I batteri in media cambiano il loro patrimonio genetico nell’arco di 24 ore. Specie preesistenti combinandosi tra loro danno origine a specie diverse da quelle da cui traggono origine. Si tratta si un processo biologico molto frequente in natura. E’ quello che è avvenuto nel caso dell’O104:H4.

E’ teoricamente possibile che si tratti di un esperimento sfuggito al controllo?

Non ho elementi per escluderlo con certezza. Dobbiamo però tenere conto del fatto che la natura quotidianamente espone al rischio di combinazioni di ceppi batterici, che è un fatto normalissimo e che avviene tutti i giorni. Ciascuna persona elimina dai 10 ai 100 miliardi di Escherichia coli al giorno, e al mondo esistono 6 miliardi di esseri umani.
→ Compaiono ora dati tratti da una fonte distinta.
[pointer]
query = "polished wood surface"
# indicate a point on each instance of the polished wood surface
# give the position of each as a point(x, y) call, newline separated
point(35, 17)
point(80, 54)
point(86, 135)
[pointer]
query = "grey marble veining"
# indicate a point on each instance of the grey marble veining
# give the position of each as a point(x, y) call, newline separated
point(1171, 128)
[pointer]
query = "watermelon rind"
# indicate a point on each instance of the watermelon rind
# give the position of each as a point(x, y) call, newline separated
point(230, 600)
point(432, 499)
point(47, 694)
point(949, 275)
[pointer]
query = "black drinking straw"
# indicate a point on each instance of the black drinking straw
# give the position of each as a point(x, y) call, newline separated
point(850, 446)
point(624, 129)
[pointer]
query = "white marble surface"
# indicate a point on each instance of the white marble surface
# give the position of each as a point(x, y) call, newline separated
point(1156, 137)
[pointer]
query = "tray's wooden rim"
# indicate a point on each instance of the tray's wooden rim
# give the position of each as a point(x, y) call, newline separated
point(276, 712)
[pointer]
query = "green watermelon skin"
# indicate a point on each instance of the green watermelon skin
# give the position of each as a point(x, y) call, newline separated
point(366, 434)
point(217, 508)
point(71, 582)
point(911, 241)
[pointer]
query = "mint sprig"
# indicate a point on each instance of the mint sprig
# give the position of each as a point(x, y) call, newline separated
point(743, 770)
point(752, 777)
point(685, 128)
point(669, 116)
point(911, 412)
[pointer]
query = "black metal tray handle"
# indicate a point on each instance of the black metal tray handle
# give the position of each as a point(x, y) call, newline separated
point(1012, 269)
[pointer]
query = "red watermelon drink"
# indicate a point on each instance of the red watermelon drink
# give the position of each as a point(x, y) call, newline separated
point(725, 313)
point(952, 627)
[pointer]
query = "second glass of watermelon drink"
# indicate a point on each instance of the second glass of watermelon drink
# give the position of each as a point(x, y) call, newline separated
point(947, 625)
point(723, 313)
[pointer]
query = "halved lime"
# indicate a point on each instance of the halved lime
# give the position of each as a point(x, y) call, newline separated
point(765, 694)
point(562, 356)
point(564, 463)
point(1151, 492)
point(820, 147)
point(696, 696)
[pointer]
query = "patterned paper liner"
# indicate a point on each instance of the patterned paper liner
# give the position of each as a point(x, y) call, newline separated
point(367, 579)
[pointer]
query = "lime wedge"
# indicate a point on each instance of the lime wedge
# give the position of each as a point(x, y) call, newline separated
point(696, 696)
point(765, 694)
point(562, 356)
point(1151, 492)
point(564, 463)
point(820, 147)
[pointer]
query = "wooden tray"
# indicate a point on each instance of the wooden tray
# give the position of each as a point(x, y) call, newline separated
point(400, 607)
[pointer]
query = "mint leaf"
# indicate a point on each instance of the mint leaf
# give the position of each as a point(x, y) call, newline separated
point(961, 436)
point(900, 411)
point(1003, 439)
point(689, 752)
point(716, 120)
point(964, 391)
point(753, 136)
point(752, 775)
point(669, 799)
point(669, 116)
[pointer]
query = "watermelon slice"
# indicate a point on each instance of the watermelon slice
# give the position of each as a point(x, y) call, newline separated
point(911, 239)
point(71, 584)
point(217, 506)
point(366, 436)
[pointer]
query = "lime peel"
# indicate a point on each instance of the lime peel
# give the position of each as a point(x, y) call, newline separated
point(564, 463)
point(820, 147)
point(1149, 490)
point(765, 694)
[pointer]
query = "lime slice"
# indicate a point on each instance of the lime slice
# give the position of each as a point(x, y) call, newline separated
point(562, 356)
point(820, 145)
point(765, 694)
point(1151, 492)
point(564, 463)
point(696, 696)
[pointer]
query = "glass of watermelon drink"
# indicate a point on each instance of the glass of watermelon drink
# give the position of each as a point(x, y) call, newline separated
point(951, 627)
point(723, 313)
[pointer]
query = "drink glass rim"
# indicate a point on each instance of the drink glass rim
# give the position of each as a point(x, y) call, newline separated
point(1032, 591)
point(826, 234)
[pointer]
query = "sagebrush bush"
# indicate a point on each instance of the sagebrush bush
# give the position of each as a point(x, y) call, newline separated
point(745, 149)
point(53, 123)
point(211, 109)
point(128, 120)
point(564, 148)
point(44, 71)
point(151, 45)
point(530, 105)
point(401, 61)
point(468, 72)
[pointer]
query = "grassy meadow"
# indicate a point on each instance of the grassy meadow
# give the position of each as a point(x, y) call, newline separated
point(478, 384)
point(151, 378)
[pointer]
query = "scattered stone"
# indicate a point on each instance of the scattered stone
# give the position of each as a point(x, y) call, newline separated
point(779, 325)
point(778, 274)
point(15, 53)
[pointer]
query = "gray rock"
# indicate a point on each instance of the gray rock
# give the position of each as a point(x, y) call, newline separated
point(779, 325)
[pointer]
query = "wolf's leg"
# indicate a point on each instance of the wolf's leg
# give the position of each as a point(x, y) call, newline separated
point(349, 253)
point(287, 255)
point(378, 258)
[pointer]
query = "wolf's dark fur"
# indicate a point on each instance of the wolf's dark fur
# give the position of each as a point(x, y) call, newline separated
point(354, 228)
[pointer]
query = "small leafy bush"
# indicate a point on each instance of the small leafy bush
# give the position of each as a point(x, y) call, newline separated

Inoltre in laboratorio il Coli è utilizzando abitualmente in larga scala, per esempio è il ceppo batterico a partire dal quale si costruiscono le proteine. L’ipotesi da prendere in considerazione innanzitutto è quindi che si tratti di una sfortunata casualità, perché non sarebbe un evento inatteso. Anche se non va esclusa neppure la possibilità che si tratti di batteri sfuggiti dal laboratorio. In ogni caso la diffusione epidemica non è così immediata e diretta: finora abbiamo avuto 2000 casi con meno di 20 morti, la mortalità è quindi inferiore all’1%.

Ma esistono delle epidemie simili a questa avvenute in passato?

La più famosa è quella dell’Escherichia coli di tipo O107:H7. In questo caso la responsabilità è stata della società Cargill che produceva hamburger: invece di utilizzare carne di prima qualità Angus, come dichiarato ufficialmente, macellava un frullato di carcasse di animali. Nel 1994 questo ha dato vita a un’epidemia che ha causato tra 600 e 700 morti l’anno negli Stati Uniti, continuando a colpire anche l’anno scorso.